Let’s compare moment interaction diagrams using a rectangular stress block, a bilinear stress profile and a parabolic stress profile. AS 3600:2018 restricts the maximum stress in the profile to 0.9 * f'c.

[13]:
# bilinear
concrete.ultimate_stress_strain_profile = BilinearStressStrain(
    compressive_strength=0.9 * 40,
    compressive_strain=0.0015,
    ultimate_strain=0.003,
)
f_mi_res_bil, _, _ = design_code.moment_interaction_diagram(progress_bar=False)

# parabolic
concrete.ultimate_stress_strain_profile = EurocodeParabolicUltimate(
    compressive_strength=0.9 * 40,
    compressive_strain=0.0015,
    ultimate_strain=0.003,
    n=2,
)
f_mi_res_par, _, _ = design_code.moment_interaction_diagram(progress_bar=False)
[14]:
MomentInteractionResults.plot_multiple_diagrams(
    [f_mi_res, f_mi_res_bil, f_mi_res_par],
    ["Rectangular", "Bilinear", "Parabolic"],
    fmt="-",
)
../_images/examples_as3600_26_0.svg
[14]:
<Axes: title={'center': 'Moment Interaction Diagram'}, xlabel='Bending Moment', ylabel='Axial Force'>

Biaxial Bending Diagram#

We can also compute factored biaxial bending diagrams by calling the biaxial_bending_diagram() method.
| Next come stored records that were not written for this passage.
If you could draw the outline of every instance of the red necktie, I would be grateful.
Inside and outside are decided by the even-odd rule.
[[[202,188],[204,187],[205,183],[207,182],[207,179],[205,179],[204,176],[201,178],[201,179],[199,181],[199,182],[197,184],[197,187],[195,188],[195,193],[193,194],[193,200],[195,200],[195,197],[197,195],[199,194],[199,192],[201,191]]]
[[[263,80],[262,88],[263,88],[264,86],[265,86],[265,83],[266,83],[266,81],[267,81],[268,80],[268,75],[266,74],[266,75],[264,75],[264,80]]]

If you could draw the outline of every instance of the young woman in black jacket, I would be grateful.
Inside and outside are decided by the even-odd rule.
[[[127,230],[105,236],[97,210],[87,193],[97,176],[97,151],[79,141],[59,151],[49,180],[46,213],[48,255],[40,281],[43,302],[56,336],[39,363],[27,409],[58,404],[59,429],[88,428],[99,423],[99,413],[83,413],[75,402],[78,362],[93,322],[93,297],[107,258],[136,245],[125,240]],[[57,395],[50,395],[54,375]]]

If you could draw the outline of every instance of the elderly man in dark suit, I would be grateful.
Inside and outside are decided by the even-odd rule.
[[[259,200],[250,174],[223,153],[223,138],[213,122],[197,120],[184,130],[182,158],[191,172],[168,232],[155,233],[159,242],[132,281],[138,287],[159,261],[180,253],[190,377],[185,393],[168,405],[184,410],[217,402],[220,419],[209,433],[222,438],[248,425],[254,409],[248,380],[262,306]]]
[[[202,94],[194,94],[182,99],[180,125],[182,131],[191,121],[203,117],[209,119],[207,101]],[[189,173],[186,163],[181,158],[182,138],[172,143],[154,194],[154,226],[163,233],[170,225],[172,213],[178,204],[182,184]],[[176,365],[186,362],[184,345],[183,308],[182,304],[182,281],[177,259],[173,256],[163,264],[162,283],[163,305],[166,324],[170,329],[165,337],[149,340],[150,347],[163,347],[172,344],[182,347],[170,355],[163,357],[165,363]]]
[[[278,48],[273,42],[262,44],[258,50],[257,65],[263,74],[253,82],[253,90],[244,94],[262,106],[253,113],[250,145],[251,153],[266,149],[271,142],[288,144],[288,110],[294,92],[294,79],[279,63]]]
This method returns a factored BiaxialBendingResults object as well as a list of the capacity reduction factors phis.

[15]:
# reset concrete ultimate profile
concrete.ultimate_stress_strain_profile = RectangularStressBlock(
    compressive_strength=40,
    alpha=0.79,
    gamma=0.87,
    ultimate_strain=0.003,
)

# create biaxial bending diagram
f_bb_res1, phis1 = design_code.biaxial_bending_diagram(n_points=24, progress_bar=False)
bb_res1 = conc_sec.biaxial_bending_diagram(n_points=24, progress_bar=False)
f_bb_res2, phis2 = design_code.biaxial_bending_diagram(
    n_design=2000e3, n_points=24, progress_bar=False
)
bb_res2 = conc_sec.biaxial_bending_diagram(n=2000e3, n_points=24, progress_bar=False)
[16]:
# plot case 1
ax = f_bb_res1.plot_diagram(fmt="x-", render=False)
bb_res1.plot_diagram(fmt="o-", ax=ax)
plt.show()
print(f"Average phi = {np.mean(phis1):.3f}")

# plot case 2
ax = f_bb_res2.plot_diagram(fmt="x-", render=False)
bb_res2.plot_diagram(fmt="o-", ax=ax)
plt.show()
print(f"Average phi = {np.mean(phis2):.3f}")
../_images/examples_as3600_29_0.svg
Average phi = 0.850
../_images/examples_as3600_29_2.svg
Average phi = 0.618

Note that as the bending angle changes, k_uo and N_ub change, resulting in a constantly changing value for phi.